Named after Queen Victoria, who reigned from 1837 to 1901, the Victorian era was a fascinating period of change, full of contrasts and contradictions, brought about by rapid developments in nearly every sphere. As an epoch of great prosperity that afforded British artists many creative outlets, it was a time of artistic exploration for the Pre-Raphaelites and their contemporaries in which drawing played a pre-eminent role.
Assembled by Dennis T. Lanigan in Saskatoon over of a period of more than thirty years, the Lanigan Collection of British drawings from the Victorian age brings to light the revitalization of this medium in nineteenth-century England. Like the 1899 stage performance Beauty’s Awakening, which tells of Knight Trueheart's quest to find and awaken "the Spirit of all things beautiful," this exhibition recounts Victorian artists' pursuit of a new form of beauty rooted in the past. It also pays homage to a collector’s own quest and celebrates his previous and promised gifts to the National Gallery of Canada.

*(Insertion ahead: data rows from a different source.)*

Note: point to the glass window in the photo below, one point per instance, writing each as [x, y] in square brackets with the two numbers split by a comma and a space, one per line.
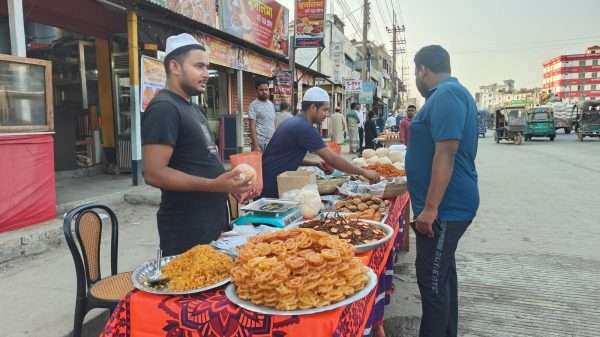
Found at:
[22, 95]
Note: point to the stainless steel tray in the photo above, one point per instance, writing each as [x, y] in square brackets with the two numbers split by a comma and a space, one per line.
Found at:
[232, 296]
[141, 273]
[258, 207]
[365, 247]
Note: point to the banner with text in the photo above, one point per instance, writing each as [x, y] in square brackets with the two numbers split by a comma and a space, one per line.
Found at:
[310, 23]
[153, 79]
[204, 11]
[262, 22]
[282, 91]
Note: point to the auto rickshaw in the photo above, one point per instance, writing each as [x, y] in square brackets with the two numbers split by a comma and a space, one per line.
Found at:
[540, 123]
[510, 124]
[483, 116]
[587, 120]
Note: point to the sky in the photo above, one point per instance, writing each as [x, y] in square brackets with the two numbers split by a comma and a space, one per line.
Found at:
[488, 41]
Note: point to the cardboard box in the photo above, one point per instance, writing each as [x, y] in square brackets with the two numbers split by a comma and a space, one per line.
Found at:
[294, 180]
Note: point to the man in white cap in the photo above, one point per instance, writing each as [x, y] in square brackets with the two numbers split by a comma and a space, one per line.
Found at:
[296, 137]
[180, 156]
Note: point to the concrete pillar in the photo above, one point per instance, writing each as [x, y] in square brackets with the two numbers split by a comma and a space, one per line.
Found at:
[134, 79]
[240, 114]
[17, 28]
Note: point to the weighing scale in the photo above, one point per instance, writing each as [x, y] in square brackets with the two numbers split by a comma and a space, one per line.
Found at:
[270, 212]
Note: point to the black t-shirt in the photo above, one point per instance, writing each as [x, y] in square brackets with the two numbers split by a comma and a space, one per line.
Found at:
[185, 217]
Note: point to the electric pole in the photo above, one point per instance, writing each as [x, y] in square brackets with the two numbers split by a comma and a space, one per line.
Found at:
[366, 22]
[398, 47]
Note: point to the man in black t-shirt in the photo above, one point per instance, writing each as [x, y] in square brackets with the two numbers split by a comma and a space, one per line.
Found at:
[180, 156]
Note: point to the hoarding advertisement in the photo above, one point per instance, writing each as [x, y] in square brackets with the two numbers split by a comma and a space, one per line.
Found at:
[262, 22]
[310, 23]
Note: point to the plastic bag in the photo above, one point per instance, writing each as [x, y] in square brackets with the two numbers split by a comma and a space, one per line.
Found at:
[308, 198]
[253, 159]
[333, 146]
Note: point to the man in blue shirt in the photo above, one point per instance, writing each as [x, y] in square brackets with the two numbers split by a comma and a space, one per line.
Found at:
[295, 137]
[442, 181]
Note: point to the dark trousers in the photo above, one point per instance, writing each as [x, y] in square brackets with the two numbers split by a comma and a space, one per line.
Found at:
[436, 276]
[361, 137]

The origins of the National Gallery of Canada are interwoven with the British art world of the late Victorian era. It was Canada's Governor General the Marquess of Lorne and his wife Princess Louise – Queen Victoria's daughter – who launched the establishment of a national art museum in 1880 and endowed it with its first European works by petitioning their artist-friends in Britain to donate paintings to Canada. Frederic Leighton and John Everett Millais, both well represented in the Lanigan Collection, were the first to respond. This tradition of gifting British art from the Victorian period continues with the transformative donation, presented in this exhibition, of over one hundred sheets from the Lanigan Collection.
Editor's Note: Don't foget the Gallery's well-stocked shop with reproductions such as King Pelles' Daughter (see above), The Lady of Shalott, La Ghirlandata, jewelry including indigenous artists, Canadian jigsaw puzzles including those for youths, Beauty's Awakening gifts, art supplies and the best-looking rain boots we've seen. Marvelous shop.
Group Tours for Adults
Monday 12 October 2015 to Sunday 3 January 2016
Explore the Beauty’s Awakening exhibition on a guided group tour. Groups must include a minimum of 10 people. Cost: $7 + Gallery admission. Registration required. Please call 613-990-4888 or email reservations@gallery.ca.
Leading Victorian art expert Christopher Newall will address the importance of drawing in the context of British art of the second half of the nineteenth century, focussing on the work of the Pre-Raphaelite Brotherhood and artists of the Aesthetic Movement. Some of the most remarkable and progressive Victorian painters, including Dante Gabriel Rossetti, Edward Burne-Jones and Frederic Leighton, used drawing to invent their compositions and refine their ideas. Their drawings were seldom intended to be seen outside of the studio and therefore reveal a freedom and originality that was sometimes lost in their more self-conscious finished paintings. A contributing author to the catalogue accompanying Beauty's Awakening, Newall maintains that the medium of drawing was decidedly personal and one in which artists expressed themselves without concern for convention or the expectations of the commercial art world. Ultimately, the intimacy of such expression came to be seen as fascinating and valuable in its own right.
Pre-Raphaelite Illustration: A Selection from the National Gallery of Canada Library and Archives
To 31 December 2015
In the Library and Archives
Against the backdrop of a rapidly expanding desire for books and advances in printing techniques that allowed publishers to meet this growing demand, book illustration was elevated to a high art during the nineteenth century. This tendency was particularly evident in works produced by members of the Pre-Raphaelite movement in England from the mid-1850s until the 1890s. Several prominent artists were active as illustrators during the century, John Everett Millais, William Holman Hunt, Dante Gabriel Rossetti, and Edward Burne-Jones among them, and they worked in tandem with skilled engravers such as the Dalziel brothers and Joseph Swain. On view in the National Gallery of Canada Library, this related exhibition will highlight outstanding examples of Pre-Raphaelite illustrated books from the Library collection.